Let $\{x_n\}_{n\in\mathbb{N}}$ be a sequance of pairwise orthogonal vectors in a Hilbert space $H$. Show that the following are equavalent:
(a) $\sum_{n=0}^\infty x_n$ converges in the norm topology of $H$.
(b) $\sum_{n=0}^\infty \|x_n\|^2 < \infty$.
(c) $\sum_{n=0}^\infty \langle x_n, y \rangle$ converges for every $y\in H$.
I can prove that (a) implies (b), but none of the other implications.

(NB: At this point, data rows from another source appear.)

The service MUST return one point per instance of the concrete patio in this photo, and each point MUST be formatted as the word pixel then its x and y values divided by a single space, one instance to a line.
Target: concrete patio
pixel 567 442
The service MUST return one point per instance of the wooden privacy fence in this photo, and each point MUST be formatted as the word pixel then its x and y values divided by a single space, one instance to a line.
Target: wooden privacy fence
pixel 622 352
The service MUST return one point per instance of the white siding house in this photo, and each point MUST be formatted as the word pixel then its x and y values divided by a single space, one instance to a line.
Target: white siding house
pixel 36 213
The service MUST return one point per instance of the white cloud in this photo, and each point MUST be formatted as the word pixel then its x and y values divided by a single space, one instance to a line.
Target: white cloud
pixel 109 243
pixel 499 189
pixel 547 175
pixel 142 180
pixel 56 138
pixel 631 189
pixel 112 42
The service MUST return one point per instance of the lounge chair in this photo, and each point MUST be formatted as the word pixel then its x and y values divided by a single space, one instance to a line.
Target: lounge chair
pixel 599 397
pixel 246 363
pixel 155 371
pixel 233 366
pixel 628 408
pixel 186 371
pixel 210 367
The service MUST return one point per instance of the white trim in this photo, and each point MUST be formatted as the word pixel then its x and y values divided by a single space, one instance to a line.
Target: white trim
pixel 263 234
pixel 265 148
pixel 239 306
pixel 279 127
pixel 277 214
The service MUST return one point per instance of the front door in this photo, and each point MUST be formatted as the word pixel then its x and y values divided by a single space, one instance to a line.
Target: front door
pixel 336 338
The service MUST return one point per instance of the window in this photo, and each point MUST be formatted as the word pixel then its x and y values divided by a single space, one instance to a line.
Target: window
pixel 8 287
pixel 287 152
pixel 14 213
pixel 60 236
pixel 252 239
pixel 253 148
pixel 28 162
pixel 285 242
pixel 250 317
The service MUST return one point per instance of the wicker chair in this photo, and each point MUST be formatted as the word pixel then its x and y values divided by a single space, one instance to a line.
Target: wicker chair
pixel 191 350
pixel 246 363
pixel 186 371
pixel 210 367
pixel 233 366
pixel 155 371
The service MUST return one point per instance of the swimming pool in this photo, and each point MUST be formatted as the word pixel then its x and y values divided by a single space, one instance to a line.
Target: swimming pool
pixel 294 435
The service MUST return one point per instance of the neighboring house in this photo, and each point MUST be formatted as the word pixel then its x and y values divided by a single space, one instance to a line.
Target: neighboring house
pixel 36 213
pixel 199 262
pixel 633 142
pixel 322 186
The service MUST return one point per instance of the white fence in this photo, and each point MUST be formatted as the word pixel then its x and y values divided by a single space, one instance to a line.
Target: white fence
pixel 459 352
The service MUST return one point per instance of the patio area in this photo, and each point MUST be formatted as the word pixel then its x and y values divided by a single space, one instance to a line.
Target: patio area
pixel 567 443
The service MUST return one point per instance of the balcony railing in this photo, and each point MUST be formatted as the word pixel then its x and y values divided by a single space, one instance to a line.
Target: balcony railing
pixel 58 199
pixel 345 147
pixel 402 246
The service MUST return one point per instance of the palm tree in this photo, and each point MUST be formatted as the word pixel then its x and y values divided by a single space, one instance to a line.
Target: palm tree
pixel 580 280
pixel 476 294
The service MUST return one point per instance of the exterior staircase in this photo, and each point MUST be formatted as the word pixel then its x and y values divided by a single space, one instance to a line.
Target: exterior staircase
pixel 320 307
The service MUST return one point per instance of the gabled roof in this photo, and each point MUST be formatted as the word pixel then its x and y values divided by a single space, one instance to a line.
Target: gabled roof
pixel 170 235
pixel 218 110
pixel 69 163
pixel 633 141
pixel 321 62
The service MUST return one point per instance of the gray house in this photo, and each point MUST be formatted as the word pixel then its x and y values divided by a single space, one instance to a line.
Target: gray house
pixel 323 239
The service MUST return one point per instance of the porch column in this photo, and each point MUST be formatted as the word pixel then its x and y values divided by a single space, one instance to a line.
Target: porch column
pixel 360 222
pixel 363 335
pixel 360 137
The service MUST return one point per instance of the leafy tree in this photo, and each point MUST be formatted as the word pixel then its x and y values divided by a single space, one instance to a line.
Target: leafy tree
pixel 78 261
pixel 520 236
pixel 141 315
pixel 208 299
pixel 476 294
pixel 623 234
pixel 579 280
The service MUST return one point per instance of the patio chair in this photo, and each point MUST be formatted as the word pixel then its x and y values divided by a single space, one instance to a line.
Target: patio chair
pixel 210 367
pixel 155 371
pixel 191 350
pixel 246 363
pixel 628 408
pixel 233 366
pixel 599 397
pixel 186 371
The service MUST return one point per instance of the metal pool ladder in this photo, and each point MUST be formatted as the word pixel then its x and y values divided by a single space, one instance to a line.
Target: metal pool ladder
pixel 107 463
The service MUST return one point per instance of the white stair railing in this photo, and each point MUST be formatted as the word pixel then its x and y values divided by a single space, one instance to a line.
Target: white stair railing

$(a)\iff (b)$: You can write $x_{n}=\alpha_{n}e_{n}$ where $\{ e_{n}\}_{n=1}^{\infty}$ is an orthonormal subset of $X$. Then $\sum_{n}x_{n}=\sum_{n}\alpha_{n}e_{n}$ converges iff $\sum_{n}|\alpha_{n}|^{2} = \sum_{n}\|x_{n}\|^{2} < \infty$.
$(a)\implies (c)$: If $\sum_{n}x_{n}$ converges, then $(\sum_{n}x_{n},y)=\sum_{n}(x_{n},y)$ converges, regardless of $y$, by continuity of the inner-product with respect to norm convergence.
This part (c)$\implies$ (b) is the trickiest, and I had that wrong, as pointed out by Jonas Meyer. Following the comment of PhoemueX above, suppose $\sum_{n}(x_{n},y)$ converges for all $y$, and define linear functionals $F_{k}(y)=\sum_{n=1}^{k}(y,x_{n})$. Each $F_{k}$ is bounded and $\sup_{k}|F_{k}(y)| < \infty$ for all $y$. Therefore, $\|F_{k}\| \le M$ for some constant $M$ by the Uniform Boundedness Principle. In particular, for $k \ge l$, $$ \sum_{n=1}^{l}\|x_{n}\|^{2}=|F_{k}(\sum_{n=1}^{l}x_{n})| \le M\|\sum_{n=1}^{l}x_{n}\| = M\left(\sum_{n=1}^{k}\|x_{n}\|^{2}\right)^{1/2}, $$ which implies the following for all $l$: $$ \left(\sum_{n=1}^{l}\|x_{n}\|^{2}\right)^{1/2} \le M. $$ So $(c)\implies (b)$ per PhoemueX's suggestion.